Not only did her great-grandparents have a swimming pool, she recalled on Thursday, the trip always included a visit to Aroostook State Park in Presque Isle, which she used to love.
“We lived in Portland at the time, so there wasn’t much for hiking trails around the city,” she said.
But some of her best memories about the annual trip, she recalled, surrounded the Visitor’s Information Center in Houlton and a playground that she felt was “magical.”
“It was the most amazing wooden playground,” she said. “I had never seen anything like it at the time. Every year, my parents would stop at the visitor’s center and we’d have a picnic on the lawn or at one of the tables. Then, they would let my two sisters and I play on the equipment.”
The sizable wooden structure, she said, looked “so rustic, like someone had constructed it out of the middle of a forest.”
“At least that is how it looked to me as a kid,” she continued. “And I was always amazed that a rest stop had a playground, especially one that nice.”

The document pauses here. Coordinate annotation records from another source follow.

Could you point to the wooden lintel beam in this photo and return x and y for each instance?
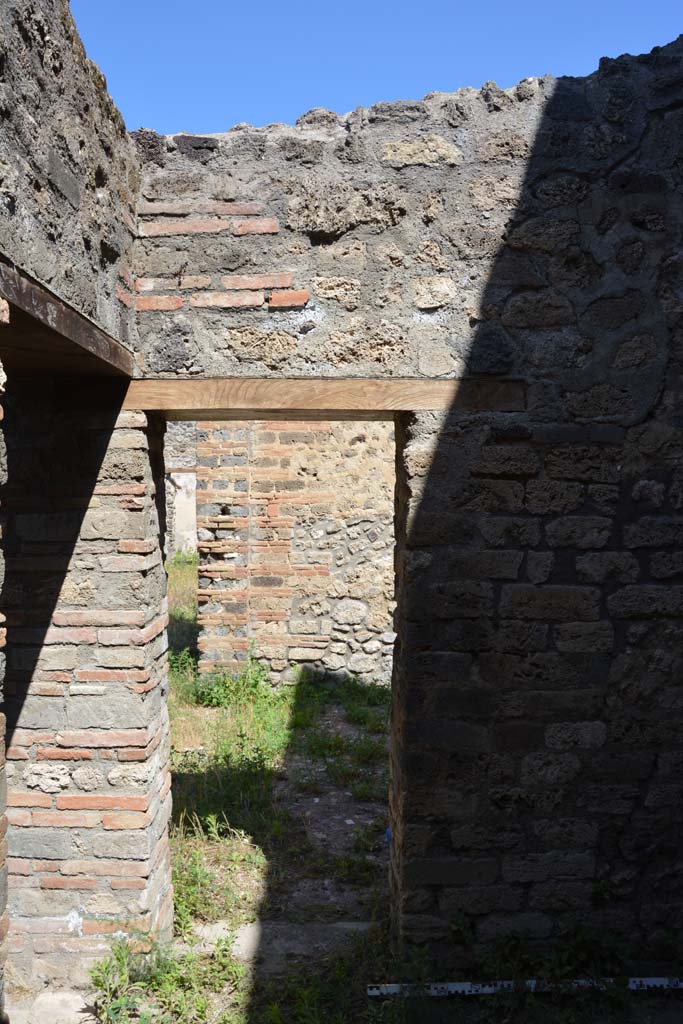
(52, 312)
(243, 398)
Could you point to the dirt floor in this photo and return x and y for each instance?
(281, 856)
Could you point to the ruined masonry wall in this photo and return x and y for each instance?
(69, 175)
(296, 546)
(88, 743)
(4, 913)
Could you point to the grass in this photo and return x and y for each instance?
(236, 848)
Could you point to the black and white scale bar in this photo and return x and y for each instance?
(443, 988)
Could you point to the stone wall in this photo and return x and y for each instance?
(180, 454)
(69, 175)
(537, 706)
(4, 914)
(296, 546)
(532, 232)
(87, 726)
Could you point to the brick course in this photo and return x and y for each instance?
(80, 818)
(296, 546)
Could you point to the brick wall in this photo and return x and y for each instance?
(4, 914)
(537, 758)
(88, 745)
(296, 544)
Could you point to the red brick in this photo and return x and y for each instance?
(103, 737)
(17, 816)
(195, 281)
(55, 754)
(124, 296)
(107, 868)
(98, 617)
(101, 803)
(152, 303)
(257, 281)
(190, 225)
(289, 299)
(256, 225)
(228, 300)
(65, 819)
(182, 207)
(29, 800)
(51, 883)
(126, 819)
(113, 675)
(137, 547)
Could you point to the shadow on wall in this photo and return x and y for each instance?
(56, 445)
(537, 726)
(537, 722)
(80, 601)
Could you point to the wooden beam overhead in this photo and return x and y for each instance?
(46, 335)
(252, 398)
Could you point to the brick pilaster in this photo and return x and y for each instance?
(89, 778)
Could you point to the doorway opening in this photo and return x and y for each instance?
(280, 686)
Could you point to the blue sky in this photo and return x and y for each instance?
(203, 66)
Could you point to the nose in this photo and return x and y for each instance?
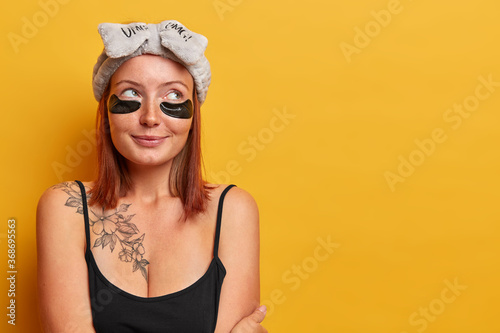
(150, 114)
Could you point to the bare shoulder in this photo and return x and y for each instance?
(60, 207)
(239, 206)
(59, 197)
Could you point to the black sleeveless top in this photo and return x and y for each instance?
(192, 309)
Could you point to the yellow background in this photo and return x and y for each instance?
(319, 174)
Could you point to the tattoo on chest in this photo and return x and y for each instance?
(113, 227)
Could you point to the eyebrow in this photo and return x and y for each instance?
(140, 85)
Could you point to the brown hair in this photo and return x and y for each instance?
(186, 178)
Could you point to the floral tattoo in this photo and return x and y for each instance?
(113, 228)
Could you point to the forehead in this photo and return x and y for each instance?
(152, 69)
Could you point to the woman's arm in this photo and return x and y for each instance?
(64, 299)
(239, 252)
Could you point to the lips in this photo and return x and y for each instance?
(149, 140)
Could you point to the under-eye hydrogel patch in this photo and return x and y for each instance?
(116, 105)
(182, 110)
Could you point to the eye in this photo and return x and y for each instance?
(174, 95)
(130, 93)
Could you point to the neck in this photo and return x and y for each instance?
(149, 183)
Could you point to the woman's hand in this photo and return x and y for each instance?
(251, 324)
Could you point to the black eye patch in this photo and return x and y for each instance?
(116, 105)
(182, 110)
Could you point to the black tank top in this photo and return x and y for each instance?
(192, 309)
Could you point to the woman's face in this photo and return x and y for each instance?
(142, 131)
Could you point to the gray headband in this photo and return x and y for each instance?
(168, 39)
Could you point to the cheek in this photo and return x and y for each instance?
(182, 126)
(117, 126)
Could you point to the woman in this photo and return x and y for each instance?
(147, 247)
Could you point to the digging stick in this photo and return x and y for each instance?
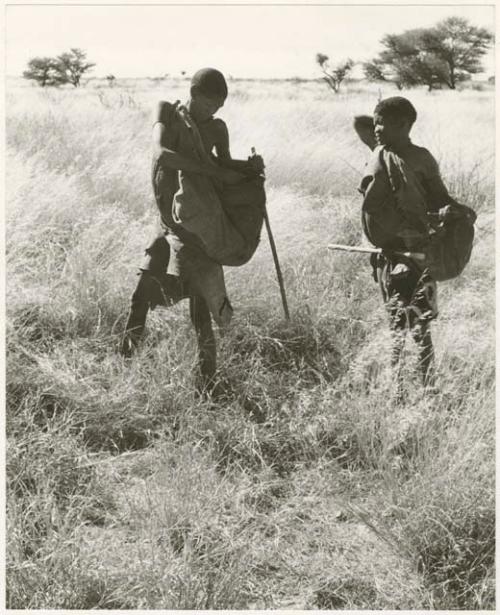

Surrounded by a wooden fence next to the tourism building, the area below the structure was padded by sawdust shavings. The playground included three swing sets, a tire swing, wobbly bridge, rope ladder, monkey bars and more.
The Visitors Information Center is located on an eight-acre parcel at 28 Ludlow Road , which includes a 2,000-square-foot log building. The center offers maps, brochures and other information about Houlton, Aroostook County and the rest of the state.
Seven years ago, Houlton took ownership of the center after Maine Department of Transportation officials announced they were considering closing it in order to save money. Costs to maintain the center proved to be higher than Houlton officials expected, and they decided to market it.
Information about when the playground was constructed was not immediately available from the department. By the time it was destroyed in 2010, however, it had been there since at least the early to mid-1980s.
Some current and former residents recalled using the playground as a background for some important life moments, including the Houlton High School class of 1987. They gathered there for a group photograph for their yearbook.
“I remember going there for a photograph after I graduated from the old Lambert School and was getting ready to go to high school,” said Jessica Hollis, a former Houlton resident who now lives in Presque Isle. “I remember I thought it was a really stupid idea when my mom suggested it, but now I wish I still had the picture. I remember once after a field trip or something, the teachers actually brought us to the information center so we could eat lunch and then run around and play. It was great!”
The playground was totally disbanded in 2010 after a Missouri man, who was suffering from a mental illness, briefly set fire to the structure. It caused minimal damage, but officials took down what was left of the playground.